Reviews
Danny Driver at Wigmore Hall London Piano Series (July 2011)

Danny Driver has been making quite a reputation for himself through his recordings (for which profound gratitude to Hyperion, is due) of music by Balakirev, C. P. E. Bach, Benjamin Dale and York Bowen – his Bowen CDs, in particular, have been a revelation. But, however acclaimed his recordings, the intensity and immediacy of this Wigmore Hall recital was something else – and more than justified the accumulating fuss being made of this fine musician.


The C. P. E. Bach Sonata, in the fiery prototype classical style from the generation before Haydn, was an adventure playground of rapid-response wit, astonishing changes of direction and harmonic and structural dislocation. Driver revelled in the sheer virtuosity of the writing and, like a juggler coping with any number of slippery bars of soap, he kept the whole highly-wrought creation airborne with incredible precision and an attractive, insouciant glee. This work was written ten years before Johann Sebastian’s death – no wonder the god of the high baroque was referred to as “old Bach”.
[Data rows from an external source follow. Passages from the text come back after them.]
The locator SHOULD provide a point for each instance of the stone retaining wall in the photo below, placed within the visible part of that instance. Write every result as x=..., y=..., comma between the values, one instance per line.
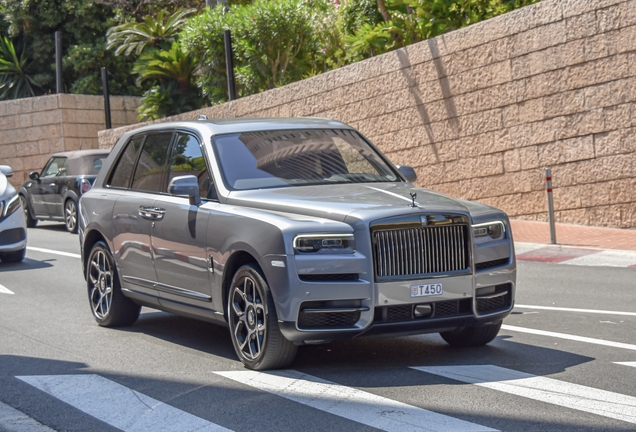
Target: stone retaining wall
x=480, y=112
x=33, y=128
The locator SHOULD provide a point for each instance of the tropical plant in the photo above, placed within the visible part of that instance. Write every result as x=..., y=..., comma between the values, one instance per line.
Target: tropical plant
x=134, y=37
x=15, y=81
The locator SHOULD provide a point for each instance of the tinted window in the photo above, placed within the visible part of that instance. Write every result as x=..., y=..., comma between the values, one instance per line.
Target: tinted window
x=255, y=160
x=187, y=159
x=123, y=169
x=55, y=167
x=151, y=167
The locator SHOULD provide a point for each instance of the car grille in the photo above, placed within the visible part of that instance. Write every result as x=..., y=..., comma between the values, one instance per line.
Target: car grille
x=402, y=313
x=498, y=300
x=11, y=236
x=420, y=251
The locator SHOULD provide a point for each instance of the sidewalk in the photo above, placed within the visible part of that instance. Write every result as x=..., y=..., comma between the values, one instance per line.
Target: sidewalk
x=576, y=244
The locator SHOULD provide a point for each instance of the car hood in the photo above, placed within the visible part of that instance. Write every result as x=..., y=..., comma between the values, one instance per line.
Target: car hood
x=363, y=201
x=6, y=189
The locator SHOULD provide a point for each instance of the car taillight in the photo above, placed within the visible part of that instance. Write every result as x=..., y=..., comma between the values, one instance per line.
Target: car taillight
x=86, y=186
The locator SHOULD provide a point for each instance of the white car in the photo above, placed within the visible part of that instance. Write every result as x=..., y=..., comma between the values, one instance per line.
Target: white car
x=12, y=221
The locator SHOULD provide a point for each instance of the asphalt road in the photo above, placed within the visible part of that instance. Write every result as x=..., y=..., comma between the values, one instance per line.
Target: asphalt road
x=571, y=369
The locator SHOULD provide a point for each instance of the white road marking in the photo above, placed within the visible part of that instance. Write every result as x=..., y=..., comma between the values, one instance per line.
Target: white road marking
x=574, y=396
x=350, y=403
x=570, y=337
x=604, y=312
x=54, y=252
x=14, y=420
x=632, y=364
x=610, y=258
x=5, y=290
x=117, y=405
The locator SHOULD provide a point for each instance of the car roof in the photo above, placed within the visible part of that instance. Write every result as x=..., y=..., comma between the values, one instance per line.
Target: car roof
x=244, y=124
x=76, y=154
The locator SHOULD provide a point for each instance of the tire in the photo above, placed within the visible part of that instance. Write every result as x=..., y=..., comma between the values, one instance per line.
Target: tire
x=471, y=336
x=108, y=304
x=254, y=330
x=31, y=223
x=70, y=216
x=13, y=257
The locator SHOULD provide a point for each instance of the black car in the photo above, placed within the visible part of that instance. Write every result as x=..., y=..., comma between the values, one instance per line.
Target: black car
x=53, y=194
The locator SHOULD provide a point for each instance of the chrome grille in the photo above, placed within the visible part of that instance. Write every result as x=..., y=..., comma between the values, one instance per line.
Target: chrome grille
x=420, y=251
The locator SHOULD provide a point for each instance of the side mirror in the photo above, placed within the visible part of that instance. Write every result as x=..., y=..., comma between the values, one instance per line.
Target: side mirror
x=188, y=186
x=6, y=170
x=407, y=172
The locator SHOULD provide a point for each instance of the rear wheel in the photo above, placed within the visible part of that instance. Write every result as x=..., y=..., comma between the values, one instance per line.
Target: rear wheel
x=70, y=216
x=27, y=214
x=9, y=257
x=254, y=329
x=109, y=305
x=472, y=336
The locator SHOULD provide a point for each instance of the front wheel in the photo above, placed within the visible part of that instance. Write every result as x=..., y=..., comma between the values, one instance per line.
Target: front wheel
x=254, y=329
x=70, y=216
x=472, y=336
x=109, y=305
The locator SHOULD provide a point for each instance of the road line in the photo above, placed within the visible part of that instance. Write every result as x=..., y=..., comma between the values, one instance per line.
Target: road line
x=5, y=290
x=13, y=420
x=54, y=252
x=570, y=337
x=117, y=405
x=632, y=364
x=350, y=403
x=574, y=396
x=576, y=310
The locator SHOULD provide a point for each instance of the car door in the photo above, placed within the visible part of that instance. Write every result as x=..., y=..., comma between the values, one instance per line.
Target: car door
x=43, y=189
x=179, y=239
x=141, y=174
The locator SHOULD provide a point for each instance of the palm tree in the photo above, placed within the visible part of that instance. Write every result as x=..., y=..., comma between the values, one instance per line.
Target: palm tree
x=135, y=37
x=15, y=83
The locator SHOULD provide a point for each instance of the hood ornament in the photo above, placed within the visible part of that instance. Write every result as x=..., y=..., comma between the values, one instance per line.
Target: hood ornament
x=413, y=197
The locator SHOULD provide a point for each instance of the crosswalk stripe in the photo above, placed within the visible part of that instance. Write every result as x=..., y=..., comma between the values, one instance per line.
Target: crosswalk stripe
x=569, y=337
x=561, y=393
x=5, y=290
x=632, y=364
x=117, y=405
x=350, y=403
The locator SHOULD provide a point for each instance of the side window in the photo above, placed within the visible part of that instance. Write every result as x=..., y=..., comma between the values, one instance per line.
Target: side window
x=187, y=159
x=152, y=163
x=55, y=167
x=124, y=166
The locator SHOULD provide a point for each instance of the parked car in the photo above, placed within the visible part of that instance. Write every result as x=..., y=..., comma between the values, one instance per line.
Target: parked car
x=289, y=231
x=53, y=193
x=12, y=224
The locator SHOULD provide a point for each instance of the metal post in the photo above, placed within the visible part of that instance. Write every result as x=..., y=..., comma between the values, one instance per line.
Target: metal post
x=229, y=65
x=58, y=62
x=106, y=98
x=548, y=181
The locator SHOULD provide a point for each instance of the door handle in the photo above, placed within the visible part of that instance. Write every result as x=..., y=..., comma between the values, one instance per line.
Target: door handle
x=151, y=213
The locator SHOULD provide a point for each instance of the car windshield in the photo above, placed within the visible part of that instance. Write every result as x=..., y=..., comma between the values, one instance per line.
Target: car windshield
x=268, y=159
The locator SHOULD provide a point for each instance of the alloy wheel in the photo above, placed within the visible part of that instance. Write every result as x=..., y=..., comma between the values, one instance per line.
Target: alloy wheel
x=101, y=284
x=248, y=321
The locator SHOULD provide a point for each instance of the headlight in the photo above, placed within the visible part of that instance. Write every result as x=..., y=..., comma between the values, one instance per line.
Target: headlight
x=11, y=206
x=324, y=243
x=489, y=231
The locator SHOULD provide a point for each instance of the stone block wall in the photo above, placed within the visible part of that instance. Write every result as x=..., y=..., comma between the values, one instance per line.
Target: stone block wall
x=32, y=129
x=480, y=112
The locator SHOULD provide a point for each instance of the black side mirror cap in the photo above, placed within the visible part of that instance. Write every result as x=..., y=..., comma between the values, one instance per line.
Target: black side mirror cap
x=407, y=172
x=187, y=185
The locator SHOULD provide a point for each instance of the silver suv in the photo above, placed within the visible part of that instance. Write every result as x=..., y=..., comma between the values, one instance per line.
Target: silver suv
x=289, y=231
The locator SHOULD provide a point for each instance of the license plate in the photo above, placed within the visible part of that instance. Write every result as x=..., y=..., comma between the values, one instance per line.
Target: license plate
x=426, y=290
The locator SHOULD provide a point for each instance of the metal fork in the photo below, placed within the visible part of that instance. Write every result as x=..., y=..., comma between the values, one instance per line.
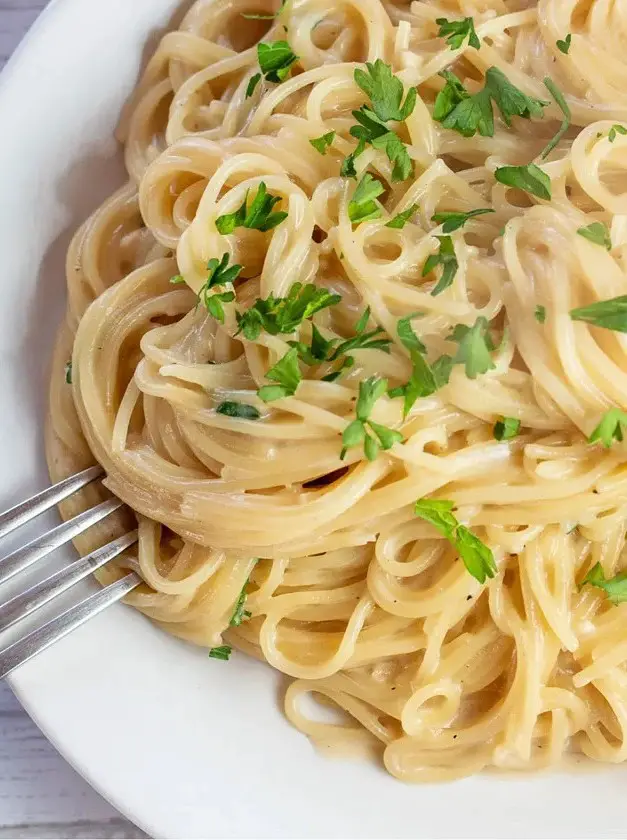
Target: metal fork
x=18, y=607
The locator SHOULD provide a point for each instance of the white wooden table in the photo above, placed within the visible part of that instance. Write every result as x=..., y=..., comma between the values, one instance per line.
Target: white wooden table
x=40, y=794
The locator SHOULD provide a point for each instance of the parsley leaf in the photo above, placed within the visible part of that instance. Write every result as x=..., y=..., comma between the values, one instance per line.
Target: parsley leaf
x=563, y=106
x=447, y=259
x=424, y=380
x=275, y=60
x=258, y=216
x=615, y=588
x=223, y=652
x=453, y=221
x=363, y=206
x=385, y=92
x=476, y=555
x=218, y=274
x=614, y=130
x=610, y=428
x=321, y=144
x=564, y=46
x=400, y=220
x=287, y=373
x=468, y=114
x=284, y=315
x=506, y=428
x=237, y=409
x=252, y=84
x=597, y=233
x=457, y=32
x=357, y=431
x=475, y=345
x=529, y=178
x=610, y=314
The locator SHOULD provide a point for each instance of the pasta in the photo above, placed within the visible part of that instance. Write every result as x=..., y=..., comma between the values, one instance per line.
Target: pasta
x=370, y=254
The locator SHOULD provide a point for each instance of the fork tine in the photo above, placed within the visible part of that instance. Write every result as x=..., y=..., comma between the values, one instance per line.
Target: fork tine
x=23, y=649
x=41, y=593
x=41, y=546
x=25, y=511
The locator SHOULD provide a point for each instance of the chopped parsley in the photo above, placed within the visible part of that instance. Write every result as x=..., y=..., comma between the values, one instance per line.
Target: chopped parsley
x=610, y=314
x=468, y=113
x=451, y=221
x=252, y=84
x=475, y=346
x=614, y=130
x=278, y=315
x=237, y=409
x=358, y=431
x=564, y=46
x=219, y=273
x=223, y=652
x=456, y=32
x=615, y=588
x=446, y=258
x=276, y=60
x=598, y=234
x=363, y=206
x=529, y=178
x=386, y=97
x=258, y=216
x=610, y=428
x=506, y=428
x=563, y=106
x=321, y=144
x=476, y=555
x=400, y=220
x=287, y=373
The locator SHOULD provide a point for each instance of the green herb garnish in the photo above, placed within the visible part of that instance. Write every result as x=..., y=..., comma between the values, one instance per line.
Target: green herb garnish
x=237, y=409
x=469, y=113
x=258, y=216
x=219, y=273
x=445, y=257
x=276, y=60
x=475, y=346
x=400, y=220
x=614, y=130
x=357, y=432
x=609, y=314
x=456, y=32
x=564, y=46
x=451, y=221
x=597, y=233
x=363, y=205
x=287, y=373
x=563, y=106
x=610, y=428
x=529, y=178
x=506, y=428
x=222, y=652
x=615, y=588
x=283, y=315
x=476, y=555
x=321, y=144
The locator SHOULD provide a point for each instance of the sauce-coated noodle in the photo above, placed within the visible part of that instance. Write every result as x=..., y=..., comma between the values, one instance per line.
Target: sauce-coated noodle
x=365, y=605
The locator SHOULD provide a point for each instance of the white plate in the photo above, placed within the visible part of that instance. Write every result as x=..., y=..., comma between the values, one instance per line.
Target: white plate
x=183, y=745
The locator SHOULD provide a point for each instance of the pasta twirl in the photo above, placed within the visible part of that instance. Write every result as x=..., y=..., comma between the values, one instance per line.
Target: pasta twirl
x=272, y=528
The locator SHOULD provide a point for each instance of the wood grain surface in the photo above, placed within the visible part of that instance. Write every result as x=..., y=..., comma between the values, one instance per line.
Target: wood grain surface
x=40, y=794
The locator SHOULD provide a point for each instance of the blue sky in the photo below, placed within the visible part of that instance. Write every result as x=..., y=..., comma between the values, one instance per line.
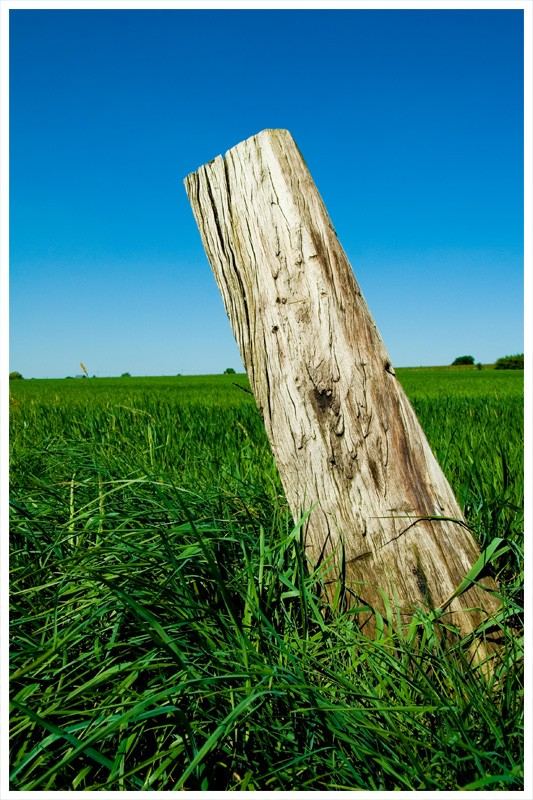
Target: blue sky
x=410, y=122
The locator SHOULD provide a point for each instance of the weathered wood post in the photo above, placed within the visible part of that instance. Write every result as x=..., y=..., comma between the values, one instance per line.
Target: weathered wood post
x=346, y=441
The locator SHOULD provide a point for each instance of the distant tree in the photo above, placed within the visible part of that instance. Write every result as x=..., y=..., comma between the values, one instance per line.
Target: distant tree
x=510, y=362
x=463, y=360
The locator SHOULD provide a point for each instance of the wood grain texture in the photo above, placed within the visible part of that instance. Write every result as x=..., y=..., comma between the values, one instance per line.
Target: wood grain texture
x=345, y=438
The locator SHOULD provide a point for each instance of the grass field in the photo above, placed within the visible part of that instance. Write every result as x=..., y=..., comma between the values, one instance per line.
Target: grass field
x=166, y=633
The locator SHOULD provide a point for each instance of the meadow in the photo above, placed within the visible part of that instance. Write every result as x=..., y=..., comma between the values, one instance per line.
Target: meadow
x=168, y=635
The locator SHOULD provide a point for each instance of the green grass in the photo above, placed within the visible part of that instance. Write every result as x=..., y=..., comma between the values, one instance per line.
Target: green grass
x=166, y=633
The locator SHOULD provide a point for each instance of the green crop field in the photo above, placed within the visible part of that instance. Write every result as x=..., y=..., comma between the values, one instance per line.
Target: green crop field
x=167, y=633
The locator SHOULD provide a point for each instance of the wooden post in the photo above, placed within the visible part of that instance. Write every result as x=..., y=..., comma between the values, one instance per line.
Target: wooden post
x=345, y=438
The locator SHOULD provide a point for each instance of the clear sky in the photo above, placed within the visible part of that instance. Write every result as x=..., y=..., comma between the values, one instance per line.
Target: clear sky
x=411, y=125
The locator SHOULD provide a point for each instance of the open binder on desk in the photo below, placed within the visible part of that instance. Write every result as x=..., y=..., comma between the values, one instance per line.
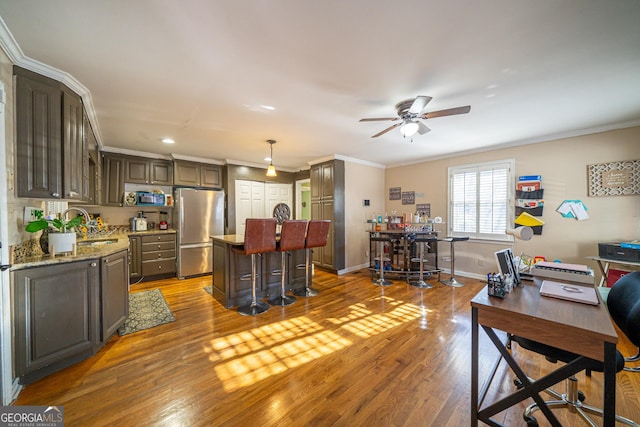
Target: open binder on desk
x=575, y=293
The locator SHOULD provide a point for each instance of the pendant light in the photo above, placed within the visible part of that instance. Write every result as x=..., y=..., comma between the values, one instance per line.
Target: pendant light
x=271, y=170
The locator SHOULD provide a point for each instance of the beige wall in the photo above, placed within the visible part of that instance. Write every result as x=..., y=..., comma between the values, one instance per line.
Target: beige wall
x=563, y=166
x=361, y=182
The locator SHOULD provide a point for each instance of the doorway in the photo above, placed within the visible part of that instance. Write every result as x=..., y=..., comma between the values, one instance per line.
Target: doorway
x=303, y=199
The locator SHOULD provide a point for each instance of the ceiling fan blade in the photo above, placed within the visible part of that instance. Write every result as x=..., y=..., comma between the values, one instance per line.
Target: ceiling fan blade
x=419, y=104
x=391, y=119
x=386, y=130
x=422, y=128
x=449, y=112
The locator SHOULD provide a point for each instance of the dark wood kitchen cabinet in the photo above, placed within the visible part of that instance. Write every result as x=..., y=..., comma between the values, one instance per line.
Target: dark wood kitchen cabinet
x=56, y=317
x=93, y=178
x=114, y=293
x=112, y=179
x=140, y=170
x=135, y=258
x=38, y=135
x=158, y=255
x=327, y=202
x=193, y=174
x=50, y=139
x=74, y=150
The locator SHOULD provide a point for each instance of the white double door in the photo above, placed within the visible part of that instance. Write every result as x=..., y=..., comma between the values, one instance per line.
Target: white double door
x=256, y=199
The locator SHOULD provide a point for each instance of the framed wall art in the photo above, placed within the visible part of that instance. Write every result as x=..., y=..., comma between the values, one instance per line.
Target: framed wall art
x=614, y=178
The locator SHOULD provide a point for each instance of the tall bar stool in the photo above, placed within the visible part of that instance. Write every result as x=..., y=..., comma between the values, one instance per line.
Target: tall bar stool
x=292, y=238
x=421, y=241
x=259, y=238
x=453, y=282
x=317, y=233
x=380, y=242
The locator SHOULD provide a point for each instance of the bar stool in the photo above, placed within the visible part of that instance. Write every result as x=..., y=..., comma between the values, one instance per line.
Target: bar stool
x=292, y=237
x=421, y=241
x=317, y=233
x=259, y=238
x=453, y=282
x=381, y=240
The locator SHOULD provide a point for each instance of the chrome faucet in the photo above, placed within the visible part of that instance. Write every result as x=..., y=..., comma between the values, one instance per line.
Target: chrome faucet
x=84, y=213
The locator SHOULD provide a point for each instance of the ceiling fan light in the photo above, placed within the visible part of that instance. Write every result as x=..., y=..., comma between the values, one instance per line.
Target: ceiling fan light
x=409, y=128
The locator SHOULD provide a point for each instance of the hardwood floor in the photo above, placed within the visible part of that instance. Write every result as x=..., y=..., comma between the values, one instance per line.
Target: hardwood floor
x=356, y=355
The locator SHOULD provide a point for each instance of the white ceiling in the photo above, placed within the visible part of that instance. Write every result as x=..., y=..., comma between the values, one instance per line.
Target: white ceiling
x=200, y=70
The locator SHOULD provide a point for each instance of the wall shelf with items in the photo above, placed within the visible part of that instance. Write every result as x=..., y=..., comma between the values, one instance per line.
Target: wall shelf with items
x=529, y=202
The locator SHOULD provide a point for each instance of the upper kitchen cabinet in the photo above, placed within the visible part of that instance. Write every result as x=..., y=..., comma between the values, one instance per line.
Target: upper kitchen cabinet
x=112, y=179
x=38, y=135
x=74, y=152
x=51, y=153
x=140, y=170
x=327, y=202
x=193, y=174
x=93, y=179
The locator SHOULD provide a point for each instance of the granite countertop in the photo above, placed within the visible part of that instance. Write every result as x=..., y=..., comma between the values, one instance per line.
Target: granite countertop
x=230, y=239
x=87, y=248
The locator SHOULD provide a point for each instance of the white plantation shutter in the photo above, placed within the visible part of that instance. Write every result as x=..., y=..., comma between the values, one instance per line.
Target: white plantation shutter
x=479, y=200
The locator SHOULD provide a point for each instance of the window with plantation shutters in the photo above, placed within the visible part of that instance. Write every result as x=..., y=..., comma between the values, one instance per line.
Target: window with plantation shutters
x=479, y=200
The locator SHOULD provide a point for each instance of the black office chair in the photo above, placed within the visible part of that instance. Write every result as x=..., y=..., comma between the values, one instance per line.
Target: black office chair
x=624, y=305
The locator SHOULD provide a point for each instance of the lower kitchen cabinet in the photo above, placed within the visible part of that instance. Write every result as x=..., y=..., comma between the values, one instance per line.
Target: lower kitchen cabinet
x=114, y=293
x=153, y=256
x=56, y=317
x=63, y=313
x=135, y=261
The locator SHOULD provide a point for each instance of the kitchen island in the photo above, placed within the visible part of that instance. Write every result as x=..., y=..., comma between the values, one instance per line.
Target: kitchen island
x=231, y=277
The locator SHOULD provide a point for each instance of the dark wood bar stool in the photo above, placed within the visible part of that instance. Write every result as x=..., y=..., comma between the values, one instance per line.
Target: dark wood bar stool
x=317, y=233
x=420, y=242
x=380, y=242
x=453, y=282
x=292, y=238
x=259, y=238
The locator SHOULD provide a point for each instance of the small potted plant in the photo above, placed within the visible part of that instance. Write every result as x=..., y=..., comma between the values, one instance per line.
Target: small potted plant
x=62, y=236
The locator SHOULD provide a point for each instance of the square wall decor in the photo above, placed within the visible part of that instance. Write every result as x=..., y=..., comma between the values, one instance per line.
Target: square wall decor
x=614, y=178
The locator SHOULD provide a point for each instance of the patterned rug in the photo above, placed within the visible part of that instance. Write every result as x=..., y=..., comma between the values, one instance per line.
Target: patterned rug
x=146, y=310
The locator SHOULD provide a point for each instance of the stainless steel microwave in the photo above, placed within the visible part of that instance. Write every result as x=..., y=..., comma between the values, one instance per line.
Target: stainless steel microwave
x=146, y=198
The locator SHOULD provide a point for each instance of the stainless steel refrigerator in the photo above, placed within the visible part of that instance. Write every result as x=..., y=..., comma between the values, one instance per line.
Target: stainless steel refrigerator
x=198, y=214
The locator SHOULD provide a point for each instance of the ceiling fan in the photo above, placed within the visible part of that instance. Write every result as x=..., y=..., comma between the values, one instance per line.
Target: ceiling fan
x=409, y=111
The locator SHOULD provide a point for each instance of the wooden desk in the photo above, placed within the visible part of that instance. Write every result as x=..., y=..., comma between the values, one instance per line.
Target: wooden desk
x=579, y=328
x=604, y=268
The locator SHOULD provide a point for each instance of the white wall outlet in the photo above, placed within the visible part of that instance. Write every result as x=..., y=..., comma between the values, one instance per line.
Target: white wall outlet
x=30, y=214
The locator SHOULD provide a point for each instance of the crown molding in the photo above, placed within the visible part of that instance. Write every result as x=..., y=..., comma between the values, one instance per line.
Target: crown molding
x=196, y=159
x=135, y=153
x=17, y=57
x=346, y=159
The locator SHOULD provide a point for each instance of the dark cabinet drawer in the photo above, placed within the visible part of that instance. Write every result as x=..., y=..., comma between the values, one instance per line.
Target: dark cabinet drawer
x=150, y=268
x=154, y=238
x=156, y=255
x=158, y=246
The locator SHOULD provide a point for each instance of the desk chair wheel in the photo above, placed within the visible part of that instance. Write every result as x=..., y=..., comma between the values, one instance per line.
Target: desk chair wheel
x=531, y=421
x=519, y=385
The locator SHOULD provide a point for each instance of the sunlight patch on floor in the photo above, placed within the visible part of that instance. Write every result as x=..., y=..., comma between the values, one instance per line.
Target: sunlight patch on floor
x=250, y=356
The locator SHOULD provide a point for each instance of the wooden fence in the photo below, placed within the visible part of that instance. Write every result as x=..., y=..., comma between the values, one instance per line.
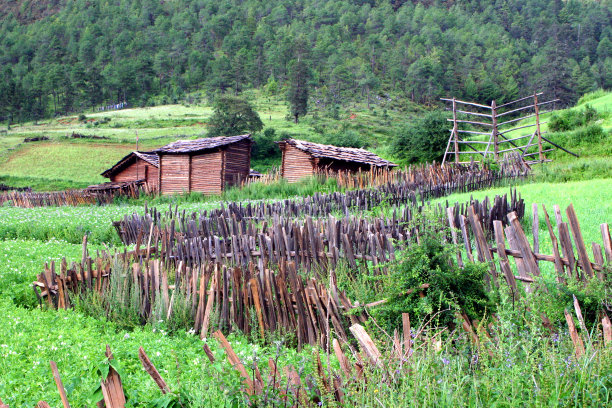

The element of fantasy continued in Schumann’s Symphonic Studies. Each study/variation (Driver choosing to exclude the posthumous sections) was saturated with character and an acute awareness of the piano’s tonal and technical possibilities, in the sort of processional style so beloved of Schumann and delivered by Driver with jaw-dropping security and gravitas. But what clinched his epic performance was the convulsive impact of the finale, in which practical virtuosity went hand-in-hand with visionary romanticism at its grandest. Driver was every bit as masterly in the more muted colours and layers of Debussy’s Images, the poise, breadth and quietly objective joy of ‘Cloches’ a long way from the barnstorming Schumann, but just as visionary.


In the early 1980s, when I was a student, to express a positive interest in the music of Gerald Finzi or York Bowen was akin to admitting to being a Thatcher supporter in Hampstead. Even further away from the rectitude of pure contemporary music was the Impromptu by Benjamin Dale (1885-1943), whose music had more than a toe in the rhapsodic style familiar from romantic British films of the period, with a few surprising hooks to reel you deeper in. Bowen’s Sonata (he and Dale were close friends) was in another league, though – passionate, virtuosic music, with a specific ear for the piano, and the style – Brahms, Liszt, Rachmaninov – thoroughly assimilated into an interesting and discernibly English voice, and played brilliantly.


Driver’s performing style, while thoroughly virtuosic, is of emphasised control and with economy of means – no gesture is wasted; and to watch him play is to become instantly aware of a high intelligence and total connection with the music. It’s the sort of playing, finely balanced between analytical and emotional, that compels you to listen. I wonder if his encore, the first of Chopin’s Opus 25 Etudes, is a foretaste of things to come. I’d cross many roads to hear him play both sets.